I was still scared of what I had done and didn’t completely trust my own judgement, so anything my therapist and parents advised, I was willing to try. In those first few days and weeks, I concentrated on starting a new routine for the girls and trying to break out of the zombie state I was in, even though sometimes all I could manage was folding laundry and lying on the couch, exhausted.

My favorite time of day was bedtime, but in order to get there, I had to shower. That was my least favorite part of the day because I was exposed to what I had done to myself. The bruises on my neck were still faint, and the wounds on my arms were unavoidable. Until the stitches were removed, I still felt bound to that horrible day. I was becoming more aware of my condition. That it was not normal to feel this way.

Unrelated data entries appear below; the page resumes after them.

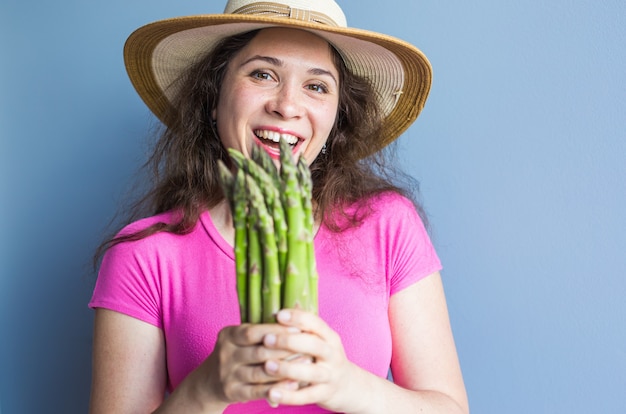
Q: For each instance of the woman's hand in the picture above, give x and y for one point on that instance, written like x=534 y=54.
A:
x=235 y=370
x=326 y=377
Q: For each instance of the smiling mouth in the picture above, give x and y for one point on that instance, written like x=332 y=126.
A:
x=275 y=137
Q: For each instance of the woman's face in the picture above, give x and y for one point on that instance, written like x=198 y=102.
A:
x=281 y=85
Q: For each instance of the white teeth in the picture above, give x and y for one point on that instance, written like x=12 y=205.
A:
x=276 y=136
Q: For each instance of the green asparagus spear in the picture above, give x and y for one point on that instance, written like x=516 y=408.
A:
x=240 y=213
x=304 y=177
x=271 y=292
x=255 y=263
x=296 y=280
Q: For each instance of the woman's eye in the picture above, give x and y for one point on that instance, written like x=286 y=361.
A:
x=318 y=87
x=261 y=75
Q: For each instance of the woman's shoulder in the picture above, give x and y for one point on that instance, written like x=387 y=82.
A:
x=142 y=224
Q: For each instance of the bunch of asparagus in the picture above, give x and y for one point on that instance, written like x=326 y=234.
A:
x=273 y=220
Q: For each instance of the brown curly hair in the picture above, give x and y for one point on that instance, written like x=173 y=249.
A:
x=184 y=162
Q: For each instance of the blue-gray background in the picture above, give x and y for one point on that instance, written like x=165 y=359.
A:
x=520 y=152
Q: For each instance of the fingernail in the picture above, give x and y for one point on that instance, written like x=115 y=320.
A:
x=275 y=395
x=271 y=366
x=269 y=339
x=283 y=316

My mother and father would ask me questions, trying to understand how I was feeling. I was more than willing to answer anything they asked because I was expecting anger and even anticipating that they would disown me. They gave me complete support and love instead, and that is what ultimately helped me heal so well. I could not have gotten to where I am now without everything they have done for me. They have never, not once, made me feel guilty for what I did. I guess they understand I do a good enough job of that by myself.

My father asked me one morning, as I shuffled around getting the girls’ breakfast and school lunches ready, “Is this hard for you, getting up and doing the morning routine?” I said, “It’s not hard, Dad. It just hurts. Everything hurts. It’s so hard to explain depression. It’s like I have a scuba suit on and I’m at the bottom of the ocean, where it’s dark and there’s all this pressure, and I’m doing everything I am supposed to do at the bottom of the ocean in this scuba suit as fast as I can, but I’m frustrated because it’s difficult and exhausting to even move.” My dad looked at me and said, “I just don’t understand, I guess. I wake up happy every day.” And I said, “Dad, I don’t know that I understand what it feels like to be happy.” He just kind of looked at me like he didn’t understand how that could be possible.

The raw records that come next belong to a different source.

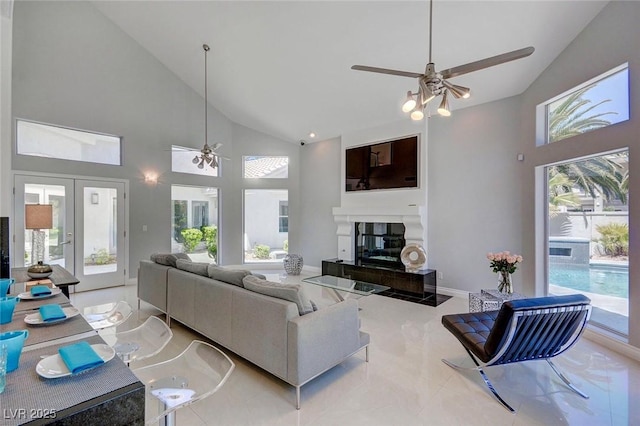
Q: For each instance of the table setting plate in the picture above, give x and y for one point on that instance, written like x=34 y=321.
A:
x=28 y=296
x=36 y=318
x=53 y=367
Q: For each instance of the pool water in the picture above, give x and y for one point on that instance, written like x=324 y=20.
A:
x=600 y=279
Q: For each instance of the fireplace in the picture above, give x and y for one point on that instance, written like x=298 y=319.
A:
x=379 y=244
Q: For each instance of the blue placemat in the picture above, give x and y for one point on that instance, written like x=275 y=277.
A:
x=79 y=357
x=51 y=312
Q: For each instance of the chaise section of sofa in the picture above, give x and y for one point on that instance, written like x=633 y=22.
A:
x=265 y=330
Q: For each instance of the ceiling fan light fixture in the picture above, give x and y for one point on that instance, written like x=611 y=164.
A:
x=443 y=109
x=409 y=103
x=417 y=114
x=426 y=92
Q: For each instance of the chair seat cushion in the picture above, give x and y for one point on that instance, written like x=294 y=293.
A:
x=472 y=330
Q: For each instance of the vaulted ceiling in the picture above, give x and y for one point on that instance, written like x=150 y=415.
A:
x=283 y=68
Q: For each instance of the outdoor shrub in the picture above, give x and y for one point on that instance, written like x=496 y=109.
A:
x=211 y=239
x=192 y=237
x=261 y=251
x=614 y=238
x=102 y=257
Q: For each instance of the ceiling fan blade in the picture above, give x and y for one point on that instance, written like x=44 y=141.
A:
x=487 y=62
x=182 y=149
x=386 y=71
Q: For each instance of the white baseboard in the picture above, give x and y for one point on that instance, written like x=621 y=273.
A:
x=452 y=292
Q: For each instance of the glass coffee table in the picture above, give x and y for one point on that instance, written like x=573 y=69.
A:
x=337 y=284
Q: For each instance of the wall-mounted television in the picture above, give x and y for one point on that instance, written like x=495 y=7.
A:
x=383 y=165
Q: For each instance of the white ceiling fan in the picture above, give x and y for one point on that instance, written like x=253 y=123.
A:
x=433 y=83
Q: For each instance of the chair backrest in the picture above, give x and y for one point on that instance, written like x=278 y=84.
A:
x=198 y=372
x=537 y=328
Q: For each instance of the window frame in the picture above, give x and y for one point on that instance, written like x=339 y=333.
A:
x=542 y=109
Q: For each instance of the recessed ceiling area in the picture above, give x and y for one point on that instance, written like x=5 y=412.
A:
x=284 y=67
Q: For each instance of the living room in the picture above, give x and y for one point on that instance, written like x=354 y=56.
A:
x=70 y=65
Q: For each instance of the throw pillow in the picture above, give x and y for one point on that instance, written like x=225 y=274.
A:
x=229 y=276
x=291 y=292
x=169 y=259
x=199 y=268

I do know love, though. I remember being small and lying in bed at night, crying, because I loved my parents so much and was afraid they didn’t know how much I loved them. I love my children, without a doubt. I worry about how everything I do and have done affects them. My main motivation for getting well and staying well is them. I suppose saying that I would step in front of a train for them doesn’t have as much weight as if other mothers said it, but how about saying that I would live a long life and die a normal, natural death for them? That, I am working for. And I won’t give that up again.

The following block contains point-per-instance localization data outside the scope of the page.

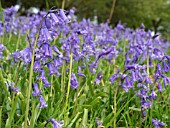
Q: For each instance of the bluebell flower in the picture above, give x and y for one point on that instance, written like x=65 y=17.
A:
x=63 y=15
x=45 y=82
x=54 y=18
x=55 y=123
x=98 y=79
x=36 y=92
x=160 y=89
x=82 y=75
x=51 y=68
x=16 y=90
x=46 y=34
x=42 y=102
x=46 y=50
x=47 y=23
x=157 y=123
x=37 y=66
x=74 y=83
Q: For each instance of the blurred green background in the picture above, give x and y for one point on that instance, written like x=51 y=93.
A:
x=155 y=14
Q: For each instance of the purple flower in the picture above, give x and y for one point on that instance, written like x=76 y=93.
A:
x=81 y=75
x=46 y=50
x=47 y=23
x=54 y=18
x=113 y=78
x=63 y=15
x=36 y=92
x=26 y=55
x=153 y=95
x=157 y=123
x=55 y=123
x=160 y=87
x=46 y=34
x=46 y=83
x=98 y=79
x=16 y=90
x=51 y=69
x=37 y=66
x=42 y=102
x=74 y=83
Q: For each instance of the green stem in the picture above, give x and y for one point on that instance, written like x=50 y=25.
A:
x=112 y=9
x=18 y=41
x=32 y=122
x=63 y=4
x=31 y=73
x=115 y=106
x=68 y=88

Two people I know have taken their lives since my attempt. For now, when I hear someone say that they were selfish, I feel compelled to say that they weren’t feeling selfish when they made that choice. They were in more pain than they could bear. They most likely had a mental condition that wouldn’t allow them to see outside of that pain. And I want to tell the ones they left behind, as I want to assure my parents and children, that it WAS NOT your fault this happened. You didn’t miss something. There wasn’t something you could have said or done to make it better, any more than you can cure someone’s cancer.

To those out there like me who are hurting, I understand the pain. I know the cliches you hear from well-meaning friends aren’t making it better. And I know I felt like no one would ever really love me or understand me again, but they did. I know I will be sad again, but it is okay. I know now how to ask for help, and it doesn’t make me weak. You are not weak either. You, too, will be okay.